True or false: If 𝑓 and 𝑔 are
both one-to-one functions, then 𝑓 plus 𝑔 must be a one-to-one function.
In order to prove that this
statement is true, we must prove it is true for all possible functions in this
case. However, in order to prove a
statement is false, we can do so via a counterexample. We begin by recalling that a
function is one-to-one if each element of the range of the function corresponds to
exactly one element of the domain. In mapping diagrams, this means
that each element of the range has exactly one arrow pointing to it.
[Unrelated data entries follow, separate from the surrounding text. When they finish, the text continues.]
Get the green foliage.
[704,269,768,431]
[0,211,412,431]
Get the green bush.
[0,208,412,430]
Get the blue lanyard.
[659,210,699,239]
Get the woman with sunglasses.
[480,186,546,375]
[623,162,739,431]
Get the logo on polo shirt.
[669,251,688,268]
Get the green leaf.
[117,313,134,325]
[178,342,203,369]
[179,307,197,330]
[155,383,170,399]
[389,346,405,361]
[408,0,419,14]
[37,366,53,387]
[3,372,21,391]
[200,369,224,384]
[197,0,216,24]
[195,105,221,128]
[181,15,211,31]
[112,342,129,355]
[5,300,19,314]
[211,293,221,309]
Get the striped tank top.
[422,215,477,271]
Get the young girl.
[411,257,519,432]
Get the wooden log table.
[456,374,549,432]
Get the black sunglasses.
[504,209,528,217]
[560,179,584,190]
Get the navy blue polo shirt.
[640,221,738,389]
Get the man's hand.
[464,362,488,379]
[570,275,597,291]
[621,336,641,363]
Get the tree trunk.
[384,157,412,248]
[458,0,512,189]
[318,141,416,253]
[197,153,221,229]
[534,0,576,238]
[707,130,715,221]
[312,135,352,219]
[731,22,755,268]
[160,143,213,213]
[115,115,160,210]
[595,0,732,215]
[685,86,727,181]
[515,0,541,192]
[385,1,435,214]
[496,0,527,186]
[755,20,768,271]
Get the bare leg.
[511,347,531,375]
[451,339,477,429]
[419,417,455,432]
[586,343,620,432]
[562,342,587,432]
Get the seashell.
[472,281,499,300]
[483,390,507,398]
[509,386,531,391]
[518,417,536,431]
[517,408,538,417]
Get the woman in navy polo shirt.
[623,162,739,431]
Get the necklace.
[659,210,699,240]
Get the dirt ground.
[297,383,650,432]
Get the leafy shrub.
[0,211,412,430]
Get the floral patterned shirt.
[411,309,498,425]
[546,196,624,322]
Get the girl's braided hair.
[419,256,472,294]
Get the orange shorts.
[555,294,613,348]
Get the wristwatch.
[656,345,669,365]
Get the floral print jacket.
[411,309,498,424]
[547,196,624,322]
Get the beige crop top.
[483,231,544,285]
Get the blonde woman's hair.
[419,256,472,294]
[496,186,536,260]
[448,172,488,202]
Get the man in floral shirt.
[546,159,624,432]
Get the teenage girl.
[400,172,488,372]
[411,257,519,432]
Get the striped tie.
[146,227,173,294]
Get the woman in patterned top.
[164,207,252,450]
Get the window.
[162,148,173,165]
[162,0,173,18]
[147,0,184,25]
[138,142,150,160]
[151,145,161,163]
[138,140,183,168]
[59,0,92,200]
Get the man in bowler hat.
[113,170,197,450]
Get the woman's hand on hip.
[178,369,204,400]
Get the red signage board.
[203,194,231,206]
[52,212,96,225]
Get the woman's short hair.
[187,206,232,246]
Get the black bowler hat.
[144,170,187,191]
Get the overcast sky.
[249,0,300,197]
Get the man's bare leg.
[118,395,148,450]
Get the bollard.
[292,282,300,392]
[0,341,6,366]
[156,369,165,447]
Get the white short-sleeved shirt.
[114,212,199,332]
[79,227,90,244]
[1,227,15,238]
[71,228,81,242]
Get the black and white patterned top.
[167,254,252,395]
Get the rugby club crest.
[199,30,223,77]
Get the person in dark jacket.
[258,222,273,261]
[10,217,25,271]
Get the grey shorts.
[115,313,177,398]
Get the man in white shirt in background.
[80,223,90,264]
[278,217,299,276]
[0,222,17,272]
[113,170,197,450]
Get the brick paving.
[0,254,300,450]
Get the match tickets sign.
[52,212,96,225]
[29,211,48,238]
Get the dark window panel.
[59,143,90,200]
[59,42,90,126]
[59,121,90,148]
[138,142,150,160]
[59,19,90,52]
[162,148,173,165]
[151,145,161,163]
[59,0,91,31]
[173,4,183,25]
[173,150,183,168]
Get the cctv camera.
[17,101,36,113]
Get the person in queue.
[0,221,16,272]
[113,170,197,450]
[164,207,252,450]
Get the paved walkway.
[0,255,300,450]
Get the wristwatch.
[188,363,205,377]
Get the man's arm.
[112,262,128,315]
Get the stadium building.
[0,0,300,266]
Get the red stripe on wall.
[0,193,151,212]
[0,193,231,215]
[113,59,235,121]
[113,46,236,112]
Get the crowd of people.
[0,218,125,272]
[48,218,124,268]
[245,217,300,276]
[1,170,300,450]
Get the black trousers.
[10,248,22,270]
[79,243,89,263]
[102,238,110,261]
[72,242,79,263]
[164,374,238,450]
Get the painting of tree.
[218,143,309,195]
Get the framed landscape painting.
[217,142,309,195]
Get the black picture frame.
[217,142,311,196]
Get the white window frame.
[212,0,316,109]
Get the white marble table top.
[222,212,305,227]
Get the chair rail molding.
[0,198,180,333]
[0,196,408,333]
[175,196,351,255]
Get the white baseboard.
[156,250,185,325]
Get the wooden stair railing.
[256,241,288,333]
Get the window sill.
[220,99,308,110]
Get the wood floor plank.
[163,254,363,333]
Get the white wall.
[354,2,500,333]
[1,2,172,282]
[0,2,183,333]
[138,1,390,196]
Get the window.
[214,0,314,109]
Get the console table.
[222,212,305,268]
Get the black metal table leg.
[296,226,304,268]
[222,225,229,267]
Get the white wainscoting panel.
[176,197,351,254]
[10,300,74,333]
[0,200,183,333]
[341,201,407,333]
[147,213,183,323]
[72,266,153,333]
Let’s consider the functions 𝑓 and
𝑔 represented by the mapping diagrams shown. We see that both functions 𝑓 and
𝑔 are injective or one-to-one because each element of the range has exactly one
arrow from the domain pointed at it. When we add 𝑓 and 𝑔 as required,
we obtain the following diagram. Noting that all three lines in the
range give the same number, we can redraw the mapping diagram. Since the range element 10 has
three arrows pointing to it, this range element corresponds to more than one of the
domain elements. We can therefore conclude the
function 𝑓 plus 𝑔 is not injective. Using a counterexample, we have
shown that the statement “if 𝑓 and 𝑔 are both one-to-one functions, then 𝑓 plus
𝑔 must be a one-to-one function” is false.